2007-07-05

Google, google - save our soils.

There is a lot of computer dictionaries, there is a lot of programs, which easy translate a word when the mouse is moved to it, there is a lot of on-line dictionaries and translators, it's all great and wonderful.

But I'd like to have a list of everything I translate, to see the statistics in order to learn by heart the most often forgotten words after all. May be some flash cards should be formed by them, it seems there is such way of words learning already.

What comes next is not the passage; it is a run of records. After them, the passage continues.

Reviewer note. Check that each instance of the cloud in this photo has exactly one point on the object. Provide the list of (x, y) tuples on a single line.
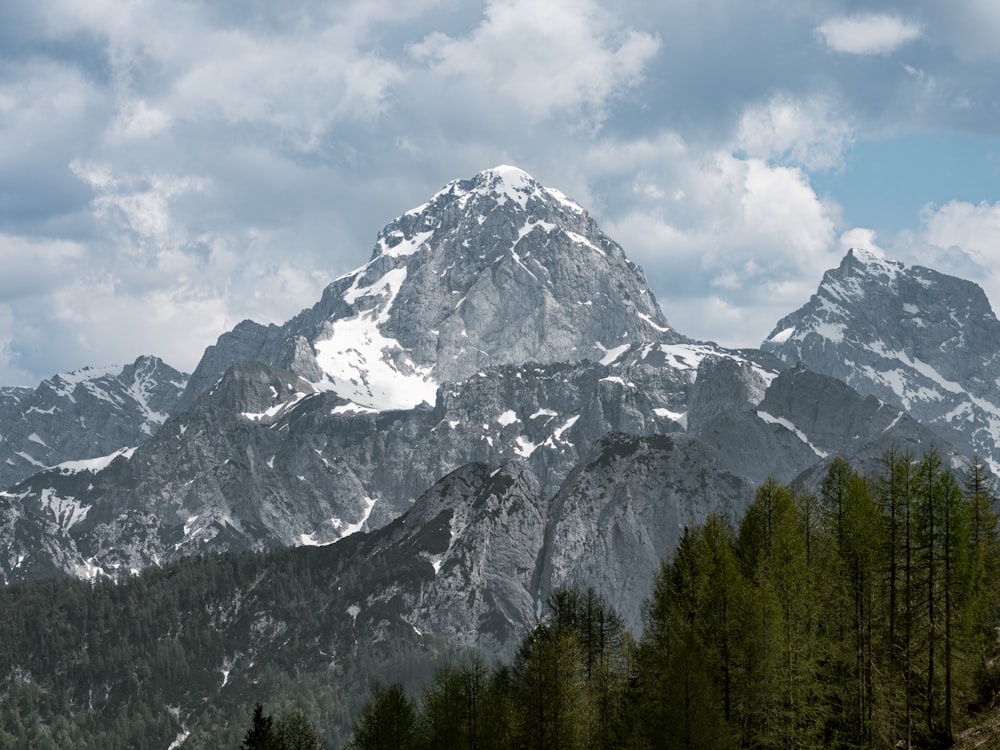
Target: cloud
[(860, 237), (868, 34), (958, 238), (810, 132), (729, 244), (544, 59)]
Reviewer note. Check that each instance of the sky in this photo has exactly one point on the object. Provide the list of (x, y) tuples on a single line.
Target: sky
[(169, 168)]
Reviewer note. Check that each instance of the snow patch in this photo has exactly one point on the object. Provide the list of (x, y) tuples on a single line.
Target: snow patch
[(771, 419), (366, 367), (507, 418), (678, 416), (93, 465), (782, 336), (524, 447)]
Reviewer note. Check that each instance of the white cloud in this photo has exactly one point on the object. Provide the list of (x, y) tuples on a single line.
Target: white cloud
[(544, 59), (869, 34), (810, 132), (958, 238), (860, 237), (729, 244), (136, 119)]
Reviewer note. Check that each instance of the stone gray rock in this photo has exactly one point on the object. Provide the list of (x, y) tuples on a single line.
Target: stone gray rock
[(493, 270), (924, 341), (85, 414)]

I need such web service, I need corresponding script for greasemonkey I need corresponding dictionary for my computer with the necessary possibility of quickly translation a word under the mouse, I need pdf dictionary integrated with a book reader... and so that all this has a common base of made requests.
Is there anything similar?

So far I've created a little script for we, using http://lingvo.yandex.ru. As least, I'll bind a database to it, it will be happiness yet.

The code
#!/usr/bin/env python
# -*- coding: utf-8 -*-
import sys, urllib2, libxslt, libxml2
from html5lib import html5parser

# http://www.dbforums.com/archive/index.php/t-1419974.html
# by John J. Lee
class DumbProxyPasswordMgr:
def __init__(self):
self.user = self.passwd = None
def add_password(self, realm, uri, user, passwd):
self.user = user
self.passwd = passwd
def find_user_password(self, realm, authuri):
return self.user, self.passwd

def word2url(word):
return "http://lingvo.yandex.ru/en?text=%s"%word

def download(url):
proxy= urllib2.ProxyHandler({"http" : "http://proxy:8080"})
proxy_auth_handler = urllib2.ProxyBasicAuthHandler(DumbProxyPasswordMgr ())
proxy_auth_handler.add_password(None, None, 'user', 'password')
opener = urllib2.build_opener(proxy,proxy_auth_handler)
urllib2.install_opener(opener)
src = urllib2.urlopen(url)
return src.read()

def html2xml(src):
p = html5parser.HTMLParser()
doc = p.parse(src,'utf-8')
return doc.toxml()


def decodeYaXML(src):
styledoc = libxml2.parseFile("decode.xslt")
style = libxslt.parseStylesheetDoc(styledoc)
doc = libxml2.parseDoc(src)
result = style.applyStylesheet(doc, None)
content = style.saveResultToString(result)
style.freeStylesheet()
doc.freeDoc()
result.freeDoc()
return content

if __name__ == '__main__':
if len(sys.argv) < 2:
print "usage %s word"%sys.argv[0]
sys.exit()
word = sys.argv[1]
result = decodeYaXML(html2xml(download(word2url(word))))
print result.decode('utf-8','replace').encode('cp866','replace')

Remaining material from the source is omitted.